The other fact is that today is a hard day to call my favorite and I need to come here and write down some good things since I'm in danger of drowning in the bad right now.  So, without further ado, another list:

I must be lookin nice today because when I got off the elevator in the library this morning, a guy was
     waiting to get on and he gave me quite a frank look of admiration.  It's good to feel beautiful.
First official meeting with my thesis advisor.  Somehow she always manages to make me feel like I really am
     a good writer, despite my doubts on the subject.
It's cold in Texas!  Actually cold.  I know, I know, I just said I didn't want to be out in it, but it's nice to
     know that the North really has nothing on us ;)  Zero degree windchill twice in one week.  And my
     Northern professor told us the other day that she was pulling out her Wisconsin clothes!
Along with the cold we have freezing precipitation.  You'd be surprised how many different ways frozen
     water can fall out of the sky.  At least, I was surprised.  I don't know the names of any of them except
     snow and hail, but, last week we had something that resembled dipping dots on the ground.  So funny!
And there's this other kind that is happening right now. It's like teeny tiny drops of frozen water that fall
     slowly, but it's not swirly like snow.  It's just lazier and tinier and colder than rain.  And it seems magical
     to me.  I can't tell you why, but it just seems like it belongs to another world and accidentally got into
     ours somehow.  Like it's the kind of rain that always falls on fairies or something.  It's gentle like that.
     Not violent like rain.  It's just lovely.
Vanilla Rooibos Tea Latte from Starbucks.  Just what I needed.  I know it's sugary, but it's not coffee!

Monday, February 7, 2011

Deactivated

I deactivated my facebook account.
It was so easy!
At least, I say it was easy.  I had no doubts that it was the right thing to do.  I'm so tired of electronic communication and I was just getting entirely too distracted by it every time I got a few hours near the internet.  So that part was easy.

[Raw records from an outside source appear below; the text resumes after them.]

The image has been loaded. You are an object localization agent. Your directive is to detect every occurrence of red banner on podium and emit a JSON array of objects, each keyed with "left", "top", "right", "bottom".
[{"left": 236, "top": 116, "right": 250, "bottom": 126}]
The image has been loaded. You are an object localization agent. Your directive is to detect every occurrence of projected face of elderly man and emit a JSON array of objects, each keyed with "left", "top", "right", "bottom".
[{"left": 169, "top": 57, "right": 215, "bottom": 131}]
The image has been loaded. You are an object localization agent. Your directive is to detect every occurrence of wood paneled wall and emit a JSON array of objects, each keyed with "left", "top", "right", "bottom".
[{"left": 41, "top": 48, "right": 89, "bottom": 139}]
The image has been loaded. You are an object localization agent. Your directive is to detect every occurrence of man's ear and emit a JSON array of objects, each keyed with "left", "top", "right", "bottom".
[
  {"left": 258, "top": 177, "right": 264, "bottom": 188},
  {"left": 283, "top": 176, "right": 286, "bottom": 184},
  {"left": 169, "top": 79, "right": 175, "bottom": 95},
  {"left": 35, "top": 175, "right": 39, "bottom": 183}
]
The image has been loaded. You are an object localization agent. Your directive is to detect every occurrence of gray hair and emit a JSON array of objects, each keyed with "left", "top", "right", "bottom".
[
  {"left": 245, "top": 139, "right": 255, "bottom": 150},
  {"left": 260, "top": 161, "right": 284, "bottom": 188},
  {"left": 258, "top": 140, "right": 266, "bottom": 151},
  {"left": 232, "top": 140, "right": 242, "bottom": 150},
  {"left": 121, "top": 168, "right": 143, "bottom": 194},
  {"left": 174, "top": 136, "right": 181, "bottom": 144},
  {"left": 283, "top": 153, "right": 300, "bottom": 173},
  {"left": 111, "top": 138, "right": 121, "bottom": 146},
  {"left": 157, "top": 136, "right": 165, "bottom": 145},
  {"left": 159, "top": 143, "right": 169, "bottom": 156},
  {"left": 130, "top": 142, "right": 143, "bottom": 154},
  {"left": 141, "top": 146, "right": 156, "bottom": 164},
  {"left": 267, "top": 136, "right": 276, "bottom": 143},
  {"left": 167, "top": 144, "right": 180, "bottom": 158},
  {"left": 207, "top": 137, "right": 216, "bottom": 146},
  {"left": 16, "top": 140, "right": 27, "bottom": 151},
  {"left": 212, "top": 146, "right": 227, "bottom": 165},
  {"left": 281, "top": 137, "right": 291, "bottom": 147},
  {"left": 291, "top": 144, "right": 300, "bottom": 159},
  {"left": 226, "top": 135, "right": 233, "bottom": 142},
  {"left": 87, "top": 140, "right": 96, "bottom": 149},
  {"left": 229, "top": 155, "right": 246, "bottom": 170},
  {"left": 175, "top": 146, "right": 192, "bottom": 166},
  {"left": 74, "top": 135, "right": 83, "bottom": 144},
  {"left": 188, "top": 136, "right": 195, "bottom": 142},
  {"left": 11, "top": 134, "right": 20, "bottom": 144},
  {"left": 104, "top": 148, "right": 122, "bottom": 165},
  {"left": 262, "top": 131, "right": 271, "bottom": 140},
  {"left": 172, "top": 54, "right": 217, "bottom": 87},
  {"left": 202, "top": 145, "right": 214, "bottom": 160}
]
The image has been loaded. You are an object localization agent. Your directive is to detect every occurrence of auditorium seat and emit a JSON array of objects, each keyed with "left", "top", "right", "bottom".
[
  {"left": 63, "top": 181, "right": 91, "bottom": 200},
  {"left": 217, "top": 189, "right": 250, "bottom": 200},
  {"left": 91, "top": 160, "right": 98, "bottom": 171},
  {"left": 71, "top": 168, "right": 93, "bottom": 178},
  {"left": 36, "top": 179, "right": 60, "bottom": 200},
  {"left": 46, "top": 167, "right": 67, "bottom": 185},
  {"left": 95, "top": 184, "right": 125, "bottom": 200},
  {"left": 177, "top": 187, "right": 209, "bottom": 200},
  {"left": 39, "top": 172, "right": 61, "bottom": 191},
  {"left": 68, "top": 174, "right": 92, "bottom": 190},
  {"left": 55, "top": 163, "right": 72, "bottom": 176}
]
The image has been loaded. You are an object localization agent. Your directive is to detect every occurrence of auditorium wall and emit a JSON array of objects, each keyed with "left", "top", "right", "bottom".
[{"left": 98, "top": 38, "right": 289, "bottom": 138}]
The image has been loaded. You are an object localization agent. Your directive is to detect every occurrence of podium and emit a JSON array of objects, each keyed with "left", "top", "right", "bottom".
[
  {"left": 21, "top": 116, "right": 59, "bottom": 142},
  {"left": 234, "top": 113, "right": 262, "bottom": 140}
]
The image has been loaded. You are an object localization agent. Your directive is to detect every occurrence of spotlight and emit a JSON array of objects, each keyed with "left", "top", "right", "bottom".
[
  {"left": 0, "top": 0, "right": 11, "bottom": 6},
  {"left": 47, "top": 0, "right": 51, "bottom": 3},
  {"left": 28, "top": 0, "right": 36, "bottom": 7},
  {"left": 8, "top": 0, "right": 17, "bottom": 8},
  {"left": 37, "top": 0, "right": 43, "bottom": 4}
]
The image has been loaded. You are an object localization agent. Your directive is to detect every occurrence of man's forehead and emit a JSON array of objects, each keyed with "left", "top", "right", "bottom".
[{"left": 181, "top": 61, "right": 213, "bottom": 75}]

The actual process of deactivation?  Not so much.

Have you ever tried to deactivate your account?

Let me explain how it works.  First of all, I should just note that, if you for any reason want to delete your account, you actually have to submit a request to do so and who knows what happens with that.  I just decided to deactivate.  Once I chose that option, it gave me nine different possible reasons that a body might want to deactivate their facebook and I was required to choose one.  So I chose one and clicked the "Deactivate" button.

Then it had a banner across the top of the screen that read "Are you sure you want to deactivate your account?" and showed me five different photos randomly generated from my profile (all of which were low quality and dark) and chose a person at random out of each photo and said "So-and-so will miss you." above each photo.  Ironically, all but one of those were people I see at least once a week anyway and they were all people I keep in touch with via things other than facebook.  So I said yes, I was sure.

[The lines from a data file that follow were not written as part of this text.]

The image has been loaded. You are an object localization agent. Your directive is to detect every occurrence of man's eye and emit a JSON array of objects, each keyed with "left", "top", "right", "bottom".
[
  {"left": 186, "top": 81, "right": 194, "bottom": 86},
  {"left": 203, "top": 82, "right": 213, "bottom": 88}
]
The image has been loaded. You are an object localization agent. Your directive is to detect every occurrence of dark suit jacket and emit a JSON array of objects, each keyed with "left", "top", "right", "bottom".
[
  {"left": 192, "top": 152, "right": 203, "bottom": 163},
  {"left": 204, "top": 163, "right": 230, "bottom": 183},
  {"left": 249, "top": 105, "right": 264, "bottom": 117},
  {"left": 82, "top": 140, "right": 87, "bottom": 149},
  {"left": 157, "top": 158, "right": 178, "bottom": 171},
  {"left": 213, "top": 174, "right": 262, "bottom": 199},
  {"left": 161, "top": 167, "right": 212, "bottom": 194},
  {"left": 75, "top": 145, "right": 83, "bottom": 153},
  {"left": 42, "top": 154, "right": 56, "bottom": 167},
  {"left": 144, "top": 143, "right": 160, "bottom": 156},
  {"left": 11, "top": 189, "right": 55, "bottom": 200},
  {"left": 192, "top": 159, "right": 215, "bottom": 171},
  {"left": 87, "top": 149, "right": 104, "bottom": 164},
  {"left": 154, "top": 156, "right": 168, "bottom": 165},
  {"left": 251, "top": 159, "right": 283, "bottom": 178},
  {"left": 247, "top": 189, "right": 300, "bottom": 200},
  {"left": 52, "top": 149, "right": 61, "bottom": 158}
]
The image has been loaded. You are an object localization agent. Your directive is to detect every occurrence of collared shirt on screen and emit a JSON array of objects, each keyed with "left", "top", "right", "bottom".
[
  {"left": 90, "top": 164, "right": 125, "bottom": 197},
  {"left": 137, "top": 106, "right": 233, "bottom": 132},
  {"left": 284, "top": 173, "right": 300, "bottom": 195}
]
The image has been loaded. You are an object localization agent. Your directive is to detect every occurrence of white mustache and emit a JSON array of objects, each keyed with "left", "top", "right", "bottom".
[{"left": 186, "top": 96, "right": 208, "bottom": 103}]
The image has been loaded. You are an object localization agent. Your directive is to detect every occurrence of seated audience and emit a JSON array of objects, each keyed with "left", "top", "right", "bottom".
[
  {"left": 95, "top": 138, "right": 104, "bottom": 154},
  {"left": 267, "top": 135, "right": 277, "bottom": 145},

Then it had me confirm my password.

Then it had me do one of those little word-verification things.  (By the way, I have this irrational fear of getting those things wrong.  Somehow I feel like the world will fall apart if I ever make one little mistake in them.  I literally am afraid that the FBI or something will come barging through my door and arrest me if I get one wrong.  I know.  I'm weird.)  And I got it right!

Then it took me to the login screen with my username typed in and ready to go just in case I had already changed my mind about this whole foolish deactivating the account idea.  I "x"ed out of the window.

Ridiculous.  Utterly ridiculous.

Dear Facebook,
Although I chose the "This is temporary - I'll come back" option, I may never return to you.  No website should be as utterly dependent and needy as you are.  I am happy to be free.

Okay, so that was a joke, but really?  I did think it was pretty silly.